# Curious question about Lyft drivers



## KK2929 (Feb 9, 2017)

As you know, Uber had a " Stop Driving " event last Monday. In the Channel 2 news report it was stated," Lyft reports that most of their drivers are driving under 20 hours a week." 
Note: Do they realize that most of their drivers, also, drive for Uber? Uber is busier, therefore , more time goes to Uber. 
All Lyft drivers - do you agree with this statement ??
Normally, I am logged on 25 hours and up. 
Do you think they meant day and not week ????? Just joking !!
Opinions ??


----------



## welikecamping (Nov 27, 2018)

I drive anywhere from 20-30 hours a week, sometimes (but rarely) more.


----------



## Mista T (Aug 16, 2017)

Both Lyft and Uber know full well that most drivers drive for both. But it plays well with the media when they can say that most of their drivers are part time, therefore we don't need to pay more.


----------



## kingcorey321 (May 20, 2018)

KK2929 said:


> As you know, Uber had a " Stop Driving " event last Monday. In the Channel 2 news report it was stated," Lyft reports that most of their drivers are driving under 20 hours a week."
> Note: Do they realize that most of their drivers, also, drive for Uber? Uber is busier, therefore , more time goes to Uber.
> All Lyft drivers - do you agree with this statement ??
> Normally, I am logged on 25 hours and up.
> ...


most drivers only use lyft or uber not both.


----------



## Mista T (Aug 16, 2017)

kingcorey321 said:


> most drivers only use lyft or uber not both.


I disagree with this.

I have not conducted an official pool or anything, however most of my pax acknowledge that "most drivers drive both".


----------



## Pax Collector (Feb 18, 2018)

I usually drive around 10 hours a week, if at all. I keep Lyft as a last resort.


----------



## kingcorey321 (May 20, 2018)

Mista T said:


> I disagree with this.
> 
> I have not conducted an official pool or anything, however most of my pax acknowledge that "most drivers drive both".

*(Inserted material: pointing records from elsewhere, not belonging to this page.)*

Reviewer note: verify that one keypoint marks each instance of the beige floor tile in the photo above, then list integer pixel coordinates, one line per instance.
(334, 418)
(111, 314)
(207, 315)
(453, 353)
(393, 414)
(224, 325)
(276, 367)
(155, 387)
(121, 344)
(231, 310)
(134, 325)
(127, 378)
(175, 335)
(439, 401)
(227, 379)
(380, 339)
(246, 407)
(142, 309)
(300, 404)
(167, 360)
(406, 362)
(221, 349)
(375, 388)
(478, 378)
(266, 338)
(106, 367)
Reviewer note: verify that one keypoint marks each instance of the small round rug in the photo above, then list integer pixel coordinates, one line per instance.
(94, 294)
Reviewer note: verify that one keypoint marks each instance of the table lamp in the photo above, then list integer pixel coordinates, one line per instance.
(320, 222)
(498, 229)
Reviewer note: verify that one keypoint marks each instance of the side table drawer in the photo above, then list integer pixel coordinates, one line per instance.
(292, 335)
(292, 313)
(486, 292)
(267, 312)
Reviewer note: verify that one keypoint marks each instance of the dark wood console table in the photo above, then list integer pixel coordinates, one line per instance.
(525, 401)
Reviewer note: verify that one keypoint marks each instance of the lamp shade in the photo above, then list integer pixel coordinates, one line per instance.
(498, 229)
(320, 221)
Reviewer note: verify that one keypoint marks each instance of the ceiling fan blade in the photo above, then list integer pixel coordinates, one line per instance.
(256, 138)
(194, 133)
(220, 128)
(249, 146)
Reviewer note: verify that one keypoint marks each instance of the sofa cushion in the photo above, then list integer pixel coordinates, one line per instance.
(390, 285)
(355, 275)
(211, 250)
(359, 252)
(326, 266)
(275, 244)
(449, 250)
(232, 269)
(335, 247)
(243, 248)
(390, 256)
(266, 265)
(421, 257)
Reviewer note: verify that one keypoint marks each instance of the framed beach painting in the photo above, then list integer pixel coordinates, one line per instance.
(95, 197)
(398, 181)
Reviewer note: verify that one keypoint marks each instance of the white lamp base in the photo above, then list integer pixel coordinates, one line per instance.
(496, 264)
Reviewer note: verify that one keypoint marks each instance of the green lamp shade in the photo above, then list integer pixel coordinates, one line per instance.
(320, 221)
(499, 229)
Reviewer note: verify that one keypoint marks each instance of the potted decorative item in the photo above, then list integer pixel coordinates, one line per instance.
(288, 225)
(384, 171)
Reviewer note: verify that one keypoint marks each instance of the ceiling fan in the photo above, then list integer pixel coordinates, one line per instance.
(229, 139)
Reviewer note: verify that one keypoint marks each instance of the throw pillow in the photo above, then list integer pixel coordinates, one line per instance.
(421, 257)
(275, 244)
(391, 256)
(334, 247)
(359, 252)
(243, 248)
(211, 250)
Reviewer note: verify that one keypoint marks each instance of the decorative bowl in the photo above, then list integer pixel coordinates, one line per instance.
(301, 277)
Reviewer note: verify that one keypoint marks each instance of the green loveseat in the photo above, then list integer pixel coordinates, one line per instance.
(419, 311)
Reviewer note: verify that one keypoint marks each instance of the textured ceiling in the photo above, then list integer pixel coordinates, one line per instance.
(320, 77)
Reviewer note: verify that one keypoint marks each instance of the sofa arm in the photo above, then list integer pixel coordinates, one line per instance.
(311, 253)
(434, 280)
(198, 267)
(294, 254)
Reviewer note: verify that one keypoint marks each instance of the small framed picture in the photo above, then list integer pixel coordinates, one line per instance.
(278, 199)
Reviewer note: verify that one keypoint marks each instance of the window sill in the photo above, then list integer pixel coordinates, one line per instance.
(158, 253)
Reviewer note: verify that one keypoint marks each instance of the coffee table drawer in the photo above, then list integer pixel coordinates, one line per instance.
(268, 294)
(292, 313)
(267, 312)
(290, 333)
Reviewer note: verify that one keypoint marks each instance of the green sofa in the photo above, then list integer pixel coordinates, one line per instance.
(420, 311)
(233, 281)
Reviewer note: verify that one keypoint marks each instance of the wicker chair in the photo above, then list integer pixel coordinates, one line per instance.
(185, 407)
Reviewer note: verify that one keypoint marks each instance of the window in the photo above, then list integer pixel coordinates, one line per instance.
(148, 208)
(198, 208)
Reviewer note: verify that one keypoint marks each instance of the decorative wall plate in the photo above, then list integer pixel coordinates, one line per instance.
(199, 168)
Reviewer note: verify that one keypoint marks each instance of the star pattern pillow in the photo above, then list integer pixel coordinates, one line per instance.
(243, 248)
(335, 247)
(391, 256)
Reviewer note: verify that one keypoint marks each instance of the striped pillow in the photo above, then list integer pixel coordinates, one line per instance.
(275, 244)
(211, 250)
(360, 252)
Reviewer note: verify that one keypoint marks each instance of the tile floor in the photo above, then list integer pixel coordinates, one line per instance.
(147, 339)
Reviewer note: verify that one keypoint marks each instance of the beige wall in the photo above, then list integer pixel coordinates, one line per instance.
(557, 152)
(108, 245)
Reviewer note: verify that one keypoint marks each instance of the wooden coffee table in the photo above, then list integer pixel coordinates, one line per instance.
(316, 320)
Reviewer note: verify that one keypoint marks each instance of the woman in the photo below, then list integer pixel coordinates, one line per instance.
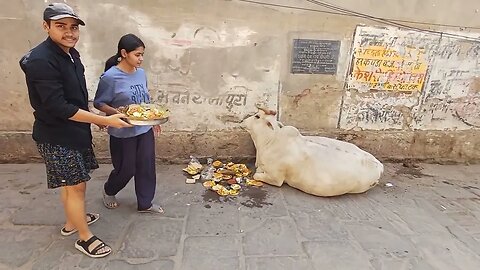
(132, 149)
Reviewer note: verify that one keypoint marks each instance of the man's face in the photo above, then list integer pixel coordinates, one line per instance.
(64, 32)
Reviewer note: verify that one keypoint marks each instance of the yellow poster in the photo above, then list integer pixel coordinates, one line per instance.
(380, 68)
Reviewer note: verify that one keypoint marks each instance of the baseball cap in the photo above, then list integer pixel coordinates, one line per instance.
(57, 11)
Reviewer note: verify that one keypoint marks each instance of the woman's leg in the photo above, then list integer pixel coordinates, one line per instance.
(122, 152)
(145, 176)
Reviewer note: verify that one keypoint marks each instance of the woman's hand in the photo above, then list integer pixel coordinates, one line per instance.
(116, 121)
(157, 130)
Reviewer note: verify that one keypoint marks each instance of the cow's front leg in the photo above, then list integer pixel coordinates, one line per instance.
(264, 177)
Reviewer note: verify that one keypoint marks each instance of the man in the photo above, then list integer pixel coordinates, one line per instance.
(58, 94)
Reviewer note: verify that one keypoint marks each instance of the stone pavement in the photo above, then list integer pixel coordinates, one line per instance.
(417, 218)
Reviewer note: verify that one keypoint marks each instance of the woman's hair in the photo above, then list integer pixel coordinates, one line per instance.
(128, 42)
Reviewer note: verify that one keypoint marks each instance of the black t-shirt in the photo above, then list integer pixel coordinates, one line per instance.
(57, 89)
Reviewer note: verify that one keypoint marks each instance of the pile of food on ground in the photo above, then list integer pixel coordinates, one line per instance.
(223, 178)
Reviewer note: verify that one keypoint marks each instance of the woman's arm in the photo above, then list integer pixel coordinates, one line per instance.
(107, 109)
(111, 121)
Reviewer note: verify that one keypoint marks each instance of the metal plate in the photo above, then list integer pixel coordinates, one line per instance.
(147, 122)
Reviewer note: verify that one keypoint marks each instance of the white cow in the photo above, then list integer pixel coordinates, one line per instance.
(316, 165)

depends on your market mr t. here uber pays so piss pore 80% of the drivers only have lyft stickers on there windows
so the airport will have 40 drivers with lyft zero uber but the lower fare kills me i really have to do a extra trip to make up for the lower rates.
but uber will have the area surge that helps


----------



## Taksomotor (Mar 19, 2019)

Mista T said:


> I disagree with this.
> 
> I have not conducted an official pool or anything, however most of my pax acknowledge that "most drivers drive both".


Their own research shows that 70% of drivers ride for both platforms.



Pax Collector said:


> I usually drive around 10 hours a week, if at all. I keep Lyft as a last resort.

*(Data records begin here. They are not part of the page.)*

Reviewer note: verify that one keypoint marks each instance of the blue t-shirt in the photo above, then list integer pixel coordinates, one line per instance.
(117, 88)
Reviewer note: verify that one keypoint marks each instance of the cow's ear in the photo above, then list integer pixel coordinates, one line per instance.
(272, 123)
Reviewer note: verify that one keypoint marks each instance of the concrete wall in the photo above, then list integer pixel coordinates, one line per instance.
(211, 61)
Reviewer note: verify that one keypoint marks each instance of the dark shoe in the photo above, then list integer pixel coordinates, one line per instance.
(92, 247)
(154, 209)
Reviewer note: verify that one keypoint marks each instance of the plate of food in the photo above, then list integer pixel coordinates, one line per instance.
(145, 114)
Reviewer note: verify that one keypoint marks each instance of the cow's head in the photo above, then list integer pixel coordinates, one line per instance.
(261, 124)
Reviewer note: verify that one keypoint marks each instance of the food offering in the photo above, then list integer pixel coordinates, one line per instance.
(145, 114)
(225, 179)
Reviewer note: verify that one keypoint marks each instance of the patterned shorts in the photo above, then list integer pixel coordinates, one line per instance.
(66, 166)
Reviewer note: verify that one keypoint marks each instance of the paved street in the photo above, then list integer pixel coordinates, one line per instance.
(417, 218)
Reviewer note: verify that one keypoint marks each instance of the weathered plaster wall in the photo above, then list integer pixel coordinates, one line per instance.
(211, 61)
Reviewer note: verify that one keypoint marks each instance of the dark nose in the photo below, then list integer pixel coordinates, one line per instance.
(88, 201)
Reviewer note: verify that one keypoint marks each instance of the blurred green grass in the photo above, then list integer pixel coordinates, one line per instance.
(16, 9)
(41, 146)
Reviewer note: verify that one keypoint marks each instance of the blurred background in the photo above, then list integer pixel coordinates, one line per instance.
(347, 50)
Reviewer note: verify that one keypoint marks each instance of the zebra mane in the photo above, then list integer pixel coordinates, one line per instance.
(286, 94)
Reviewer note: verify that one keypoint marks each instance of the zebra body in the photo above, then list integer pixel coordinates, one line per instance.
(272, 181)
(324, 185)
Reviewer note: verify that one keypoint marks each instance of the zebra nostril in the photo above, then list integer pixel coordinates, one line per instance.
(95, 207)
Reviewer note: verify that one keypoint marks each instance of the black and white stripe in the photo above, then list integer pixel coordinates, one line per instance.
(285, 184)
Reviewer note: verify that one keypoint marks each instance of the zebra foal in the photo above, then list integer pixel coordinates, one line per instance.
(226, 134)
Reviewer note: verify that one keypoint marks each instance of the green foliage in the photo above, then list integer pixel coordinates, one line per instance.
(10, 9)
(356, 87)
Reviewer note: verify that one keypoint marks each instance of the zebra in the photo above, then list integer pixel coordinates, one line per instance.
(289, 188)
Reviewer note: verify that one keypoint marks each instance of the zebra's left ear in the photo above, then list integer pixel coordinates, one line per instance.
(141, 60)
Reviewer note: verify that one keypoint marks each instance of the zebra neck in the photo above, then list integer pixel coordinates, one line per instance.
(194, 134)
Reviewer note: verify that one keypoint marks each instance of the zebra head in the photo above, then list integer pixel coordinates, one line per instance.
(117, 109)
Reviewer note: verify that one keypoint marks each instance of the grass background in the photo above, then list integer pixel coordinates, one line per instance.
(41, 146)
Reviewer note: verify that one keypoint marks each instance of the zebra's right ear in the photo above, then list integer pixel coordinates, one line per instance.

If am not after a specific bonus, I set both apps to ON and wait who pings me first. After that rides usually just come one after another with no time to switch. But, I guess to my shame, my acceptance rate is close to 100%.


----------



## BigBadJohn (Aug 31, 2018)

Are we talking actual driving time, or the app being open and anxiously waiting for Uber to chose you, yes YOU! to be the next luck contestant on "Drive that lard ass across town for peanuts and smile while doing it" show?


----------



## Woohaa (Jan 15, 2017)

Mista T said:


> Both Lyft and Uber know full well that most drivers drive for both. But it plays well with the media when they can say that most of their drivers are part time, therefore we don't need to pay more.

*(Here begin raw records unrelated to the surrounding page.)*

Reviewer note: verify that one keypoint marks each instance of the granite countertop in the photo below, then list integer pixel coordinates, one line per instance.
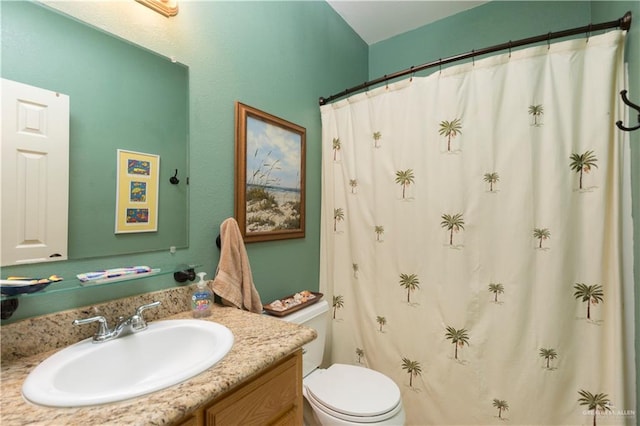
(259, 341)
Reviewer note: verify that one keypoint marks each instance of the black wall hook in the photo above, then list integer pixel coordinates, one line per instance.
(174, 179)
(623, 95)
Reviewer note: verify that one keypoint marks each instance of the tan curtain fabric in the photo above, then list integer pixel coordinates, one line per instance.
(471, 238)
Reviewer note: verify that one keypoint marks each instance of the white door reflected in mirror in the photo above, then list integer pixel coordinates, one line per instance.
(35, 174)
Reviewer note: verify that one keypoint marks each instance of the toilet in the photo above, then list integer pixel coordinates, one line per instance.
(342, 394)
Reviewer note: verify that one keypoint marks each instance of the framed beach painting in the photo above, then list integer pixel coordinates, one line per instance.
(270, 176)
(137, 192)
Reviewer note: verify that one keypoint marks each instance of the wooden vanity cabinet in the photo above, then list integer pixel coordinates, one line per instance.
(273, 397)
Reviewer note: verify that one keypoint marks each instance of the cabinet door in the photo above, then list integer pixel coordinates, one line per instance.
(274, 398)
(35, 174)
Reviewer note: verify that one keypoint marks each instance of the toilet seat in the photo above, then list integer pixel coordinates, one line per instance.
(353, 393)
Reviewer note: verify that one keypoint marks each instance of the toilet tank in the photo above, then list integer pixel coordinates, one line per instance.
(316, 317)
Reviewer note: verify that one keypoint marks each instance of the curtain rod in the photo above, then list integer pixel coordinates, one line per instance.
(624, 23)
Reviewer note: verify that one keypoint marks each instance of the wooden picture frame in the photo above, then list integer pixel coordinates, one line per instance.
(270, 176)
(137, 192)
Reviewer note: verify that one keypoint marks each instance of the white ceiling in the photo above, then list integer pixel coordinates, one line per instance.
(377, 20)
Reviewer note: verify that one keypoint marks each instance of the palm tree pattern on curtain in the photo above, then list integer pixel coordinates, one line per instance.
(466, 292)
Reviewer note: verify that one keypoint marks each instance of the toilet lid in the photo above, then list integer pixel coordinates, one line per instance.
(354, 391)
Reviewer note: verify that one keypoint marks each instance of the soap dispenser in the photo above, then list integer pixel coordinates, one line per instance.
(201, 299)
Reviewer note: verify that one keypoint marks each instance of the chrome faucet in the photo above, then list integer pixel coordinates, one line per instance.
(134, 323)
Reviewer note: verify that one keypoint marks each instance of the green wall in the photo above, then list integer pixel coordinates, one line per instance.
(279, 57)
(500, 21)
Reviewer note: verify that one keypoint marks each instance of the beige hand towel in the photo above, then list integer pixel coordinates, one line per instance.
(233, 281)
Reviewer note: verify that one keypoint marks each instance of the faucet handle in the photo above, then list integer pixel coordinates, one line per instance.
(142, 308)
(103, 328)
(137, 320)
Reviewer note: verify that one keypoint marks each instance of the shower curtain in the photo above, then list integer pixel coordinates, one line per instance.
(471, 238)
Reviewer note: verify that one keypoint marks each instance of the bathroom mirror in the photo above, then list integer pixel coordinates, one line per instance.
(122, 96)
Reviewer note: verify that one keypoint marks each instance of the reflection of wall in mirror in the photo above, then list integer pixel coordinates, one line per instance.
(122, 96)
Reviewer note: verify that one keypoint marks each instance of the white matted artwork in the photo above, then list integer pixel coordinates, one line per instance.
(137, 192)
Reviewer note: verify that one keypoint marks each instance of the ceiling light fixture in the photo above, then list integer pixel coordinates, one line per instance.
(165, 7)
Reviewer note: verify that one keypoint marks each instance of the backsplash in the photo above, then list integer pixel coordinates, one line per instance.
(53, 331)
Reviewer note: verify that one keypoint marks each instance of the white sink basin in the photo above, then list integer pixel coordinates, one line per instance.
(166, 353)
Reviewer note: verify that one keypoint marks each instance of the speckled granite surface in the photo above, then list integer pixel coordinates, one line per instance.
(259, 341)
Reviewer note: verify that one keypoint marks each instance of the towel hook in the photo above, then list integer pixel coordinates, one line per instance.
(623, 95)
(174, 179)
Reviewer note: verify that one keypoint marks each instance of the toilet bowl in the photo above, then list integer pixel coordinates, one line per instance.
(343, 394)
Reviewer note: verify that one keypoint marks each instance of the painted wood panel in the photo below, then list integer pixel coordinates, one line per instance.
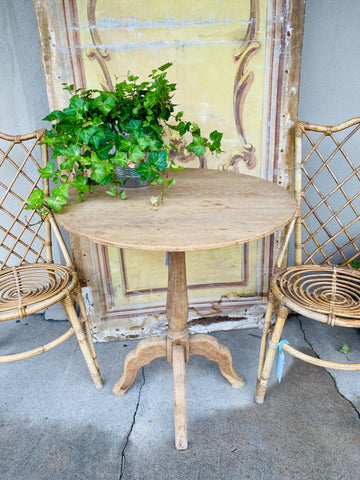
(236, 65)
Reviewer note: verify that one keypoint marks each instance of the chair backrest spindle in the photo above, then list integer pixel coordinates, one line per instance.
(327, 188)
(24, 237)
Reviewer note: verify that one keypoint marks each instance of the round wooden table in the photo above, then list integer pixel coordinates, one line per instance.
(205, 209)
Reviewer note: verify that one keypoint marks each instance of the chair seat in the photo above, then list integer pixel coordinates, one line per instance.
(32, 283)
(325, 289)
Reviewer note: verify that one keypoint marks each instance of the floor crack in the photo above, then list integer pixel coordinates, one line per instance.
(123, 457)
(332, 376)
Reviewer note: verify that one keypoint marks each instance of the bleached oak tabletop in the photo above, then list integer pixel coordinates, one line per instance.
(205, 209)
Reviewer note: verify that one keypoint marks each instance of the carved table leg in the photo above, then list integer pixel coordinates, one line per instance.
(178, 362)
(177, 309)
(210, 348)
(177, 346)
(145, 352)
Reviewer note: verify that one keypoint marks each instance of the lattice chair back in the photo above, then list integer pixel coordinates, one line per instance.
(321, 285)
(24, 238)
(327, 188)
(29, 279)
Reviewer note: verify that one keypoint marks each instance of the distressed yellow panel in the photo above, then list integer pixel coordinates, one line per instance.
(236, 65)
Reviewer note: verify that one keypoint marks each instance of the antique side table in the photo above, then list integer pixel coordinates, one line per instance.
(205, 209)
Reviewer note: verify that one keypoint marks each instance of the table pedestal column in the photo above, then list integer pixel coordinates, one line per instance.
(177, 346)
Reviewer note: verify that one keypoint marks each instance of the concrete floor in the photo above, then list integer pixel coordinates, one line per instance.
(55, 425)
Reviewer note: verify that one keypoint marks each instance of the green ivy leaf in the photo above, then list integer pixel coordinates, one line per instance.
(120, 159)
(136, 154)
(105, 102)
(80, 183)
(197, 146)
(62, 190)
(48, 171)
(36, 200)
(85, 134)
(56, 203)
(216, 138)
(158, 159)
(103, 172)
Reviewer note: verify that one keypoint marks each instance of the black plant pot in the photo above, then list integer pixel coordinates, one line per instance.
(128, 178)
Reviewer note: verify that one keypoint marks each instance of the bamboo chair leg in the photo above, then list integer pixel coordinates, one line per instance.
(266, 332)
(85, 320)
(84, 346)
(270, 355)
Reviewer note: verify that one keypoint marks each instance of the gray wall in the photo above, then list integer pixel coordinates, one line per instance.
(23, 100)
(330, 69)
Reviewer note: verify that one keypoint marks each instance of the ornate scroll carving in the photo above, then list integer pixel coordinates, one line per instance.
(99, 54)
(242, 84)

That's the same excuse Walmart uses to pay its workers less. Their employees are always able to sign up for food stamps and food pantries.


----------



## XUBERANT (Sep 18, 2018)

Lyftpeople.net


----------



## No Prisoners (Mar 21, 2019)

kingcorey321 said:


> most drivers only use lyft or uber not both.


Most drivers who only use one are those who have been deactivated by either company.


----------



## osii (Aug 21, 2014)

There are tons of people with no credit renting cars driving exclusively for Lyft.

I don't drive Lyft since I do mostly do XL and they don't have an XLonly filter in my market.


----------



## welikecamping (Nov 27, 2018)

I must be one of the rare drivers with a stellar credit rating, my own vehicle and I only drive for Lyft, by choice. Uber had their chance, but they jerked me around on the "signup bonus" they promised, so they lost.


----------



## No Prisoners (Mar 21, 2019)

When I started uber tried to jerk me around with bonus as well. I sent an email to Dara and I had my $1,000 bonus next day. Difference is I was able to document every phone conversation with phone support, they recorded ao did I. So Dara stepped in.


----------



## ftupelo (Mar 18, 2018)

Lyft is presenting the data they have. Are you wanting them to go make assumptions and present non-factual data? Sure they know that some Ants drive for both, but they do not have data to support making any statements about it. What is your point anyways?


----------



## Kurt Halfyard (Dec 13, 2017)

I drive about 15-20 hours per week. LYFT only.


----------



## KK2929 (Feb 9, 2017)

Woohaa said:


> That's the same excuse Walmart uses to pay its workers less. Their employees are always able to sign up for food stamps and food pantries.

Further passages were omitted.